A museum for anyone else’s history
Since Queen Elizabeth has died everyone is looking at England, it’s a good time to remember some of the things older than her than aren’t in their proper final resting spot.
I think it’s time Britain stops stealing other country’s profits through using their stolen history. British Museum attracts over 6 million visitors a year and has generated 40.4 million pounds just between April 2020 and March 2021 alone. Some of their biggest attractions are the artifacts they have stolen from other countries.
Many of the items in the museum are stolen from smaller or newer countries that were liberated from England at some point. England has had a long and bloody history, due to its hundreds of years as an empire. Which is how the museum has acquired so many of its pieces. Over the years many of the countries whose history is being displayed for England’s profit requested that the museum return their artifacts.

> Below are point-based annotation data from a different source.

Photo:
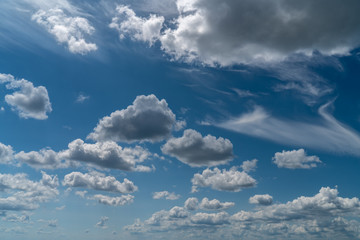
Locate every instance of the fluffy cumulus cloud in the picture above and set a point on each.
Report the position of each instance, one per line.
(107, 154)
(264, 199)
(66, 29)
(196, 150)
(142, 29)
(6, 154)
(147, 119)
(165, 194)
(98, 181)
(223, 180)
(322, 216)
(113, 201)
(325, 132)
(295, 159)
(215, 204)
(24, 194)
(231, 31)
(28, 101)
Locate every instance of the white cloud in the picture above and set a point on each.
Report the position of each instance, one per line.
(225, 33)
(113, 201)
(295, 159)
(249, 165)
(211, 218)
(29, 101)
(82, 98)
(196, 150)
(66, 29)
(326, 134)
(6, 154)
(165, 194)
(225, 180)
(24, 194)
(147, 119)
(102, 222)
(191, 204)
(107, 154)
(215, 204)
(98, 181)
(141, 29)
(264, 199)
(45, 158)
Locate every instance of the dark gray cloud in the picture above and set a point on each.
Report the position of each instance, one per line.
(231, 31)
(196, 150)
(28, 101)
(147, 119)
(98, 181)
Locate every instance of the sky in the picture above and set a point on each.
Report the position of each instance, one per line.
(202, 119)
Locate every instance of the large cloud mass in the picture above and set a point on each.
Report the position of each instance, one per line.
(147, 119)
(231, 31)
(195, 150)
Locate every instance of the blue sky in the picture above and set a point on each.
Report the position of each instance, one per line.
(200, 119)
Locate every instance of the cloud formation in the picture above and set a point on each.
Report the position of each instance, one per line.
(264, 199)
(231, 32)
(325, 133)
(147, 119)
(195, 150)
(223, 180)
(165, 194)
(107, 154)
(295, 159)
(28, 101)
(98, 181)
(66, 29)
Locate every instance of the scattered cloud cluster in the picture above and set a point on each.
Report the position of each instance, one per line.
(28, 101)
(223, 180)
(295, 159)
(196, 150)
(271, 32)
(66, 29)
(165, 194)
(324, 215)
(147, 119)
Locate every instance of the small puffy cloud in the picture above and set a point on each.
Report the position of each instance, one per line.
(220, 218)
(141, 29)
(113, 201)
(165, 194)
(223, 180)
(98, 181)
(264, 199)
(102, 222)
(82, 98)
(191, 204)
(215, 204)
(196, 150)
(249, 165)
(295, 159)
(28, 101)
(6, 154)
(147, 119)
(45, 158)
(107, 154)
(67, 30)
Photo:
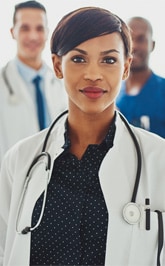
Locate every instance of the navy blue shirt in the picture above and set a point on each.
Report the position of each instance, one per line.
(74, 226)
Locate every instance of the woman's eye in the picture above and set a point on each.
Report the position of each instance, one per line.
(78, 59)
(109, 60)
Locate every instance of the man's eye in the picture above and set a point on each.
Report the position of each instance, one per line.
(109, 60)
(78, 59)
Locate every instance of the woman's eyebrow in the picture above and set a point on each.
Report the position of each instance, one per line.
(109, 51)
(102, 53)
(80, 51)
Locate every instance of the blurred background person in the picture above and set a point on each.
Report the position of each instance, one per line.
(142, 96)
(30, 94)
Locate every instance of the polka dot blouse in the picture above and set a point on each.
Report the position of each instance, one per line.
(73, 229)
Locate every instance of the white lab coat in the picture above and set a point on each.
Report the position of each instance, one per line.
(19, 119)
(127, 245)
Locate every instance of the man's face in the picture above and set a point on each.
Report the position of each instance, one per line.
(30, 32)
(143, 44)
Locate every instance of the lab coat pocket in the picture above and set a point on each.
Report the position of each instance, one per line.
(147, 248)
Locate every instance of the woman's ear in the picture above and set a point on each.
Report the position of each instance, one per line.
(57, 66)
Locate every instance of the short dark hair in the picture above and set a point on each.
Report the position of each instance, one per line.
(85, 23)
(27, 4)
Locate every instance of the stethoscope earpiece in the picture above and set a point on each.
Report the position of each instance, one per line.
(132, 213)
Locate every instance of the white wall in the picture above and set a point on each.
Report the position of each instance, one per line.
(151, 9)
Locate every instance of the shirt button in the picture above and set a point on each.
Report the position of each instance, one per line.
(132, 213)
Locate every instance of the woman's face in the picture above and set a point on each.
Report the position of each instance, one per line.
(93, 72)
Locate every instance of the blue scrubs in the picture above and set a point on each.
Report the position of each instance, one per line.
(147, 108)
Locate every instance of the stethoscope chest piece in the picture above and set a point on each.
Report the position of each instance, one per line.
(132, 213)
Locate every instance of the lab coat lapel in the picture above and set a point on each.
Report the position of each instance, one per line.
(117, 177)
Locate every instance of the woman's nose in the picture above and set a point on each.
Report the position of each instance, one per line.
(93, 72)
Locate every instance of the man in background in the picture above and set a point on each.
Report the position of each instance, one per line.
(142, 96)
(30, 94)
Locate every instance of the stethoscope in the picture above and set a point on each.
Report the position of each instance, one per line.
(131, 211)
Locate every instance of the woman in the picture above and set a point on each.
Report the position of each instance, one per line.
(84, 217)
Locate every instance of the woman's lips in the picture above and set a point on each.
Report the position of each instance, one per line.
(92, 92)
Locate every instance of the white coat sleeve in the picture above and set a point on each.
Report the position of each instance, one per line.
(5, 196)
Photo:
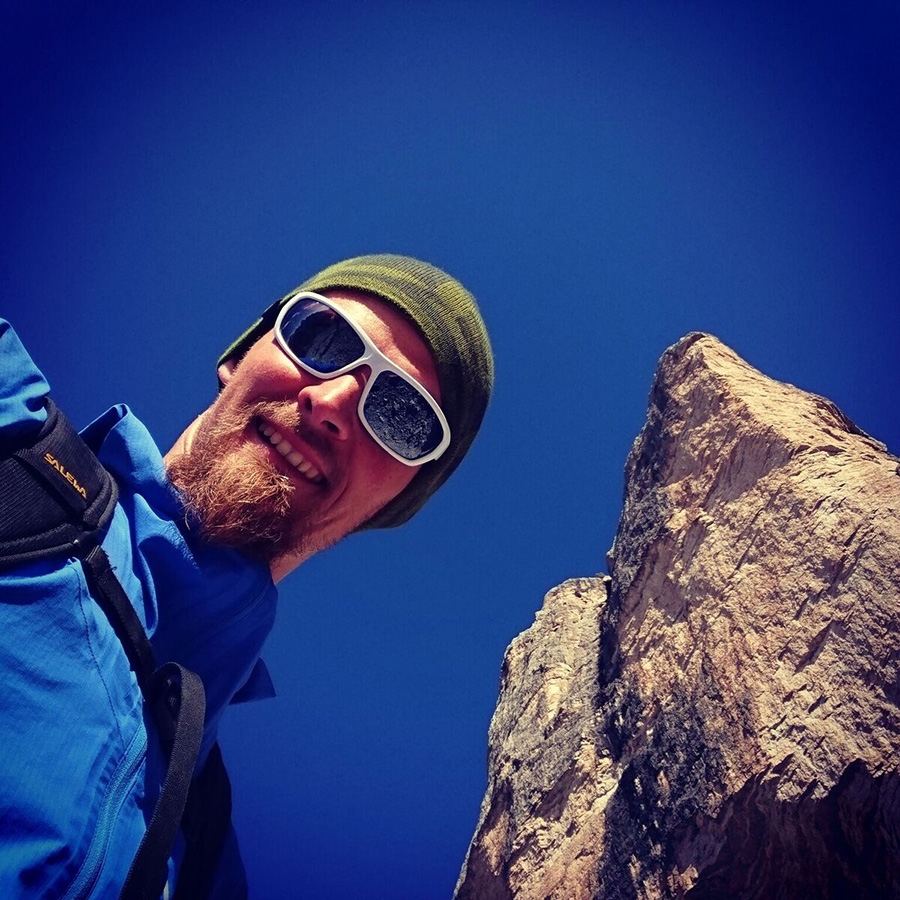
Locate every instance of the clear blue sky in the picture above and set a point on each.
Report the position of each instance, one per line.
(605, 177)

The British Museum has said it does not plan to return items and emphasizes the importance of keeping the collections together. I think there is a simple solution for that. Give the entire collections back to the countries they belong to.
Now I won’t say that they completely deprive the countries from their history. Over the years the British Museum has lent countries their artifacts for exhibits with the expectations that they will kiss their history goodbye after a limited amount of time and send it back to the people who stole it.
Now as the rest of Europe has been slowly giving artifacts back to the countries they belong to, the museum is tip toeing in the right direction. The museum will give back 72 artifacts back to the Nigerian government, according to NPR.
That is a good step in the right direction. However, I wonder if they have or ever will have plans to return the other about 3,000 Benin artifacts to the country.
Among the museum’s other stolen artifacts are the Gwaegal shield from Aboriginal Australians, the Rosetta Stone from Egypt, two Moai head statues from Easter Island, Parthenon marbles from Greece, about 80 different objects from Maqdala, the Amaravati Marbles from India, Ashurbanipal reliefs from Iraq, the Akan drum from Ghana, Birdman from Jamaica, figures from Boinagel, and objects from the Summer Palace in China. There are also more artifacts that the museum isn’t even sure where they belong to.
So, if you thought that was a ridiculous amount of stolen objects, I’d like to remind you there’s more.
As these countries begin to have their own museums and try to create their own museums, they want to be able to tell their history. Apparently, the British Museum thinks they could do a better job.
I think it’s time to give up the last bits of empirical ideas that live in that museum and start giving back what they never should have stolen.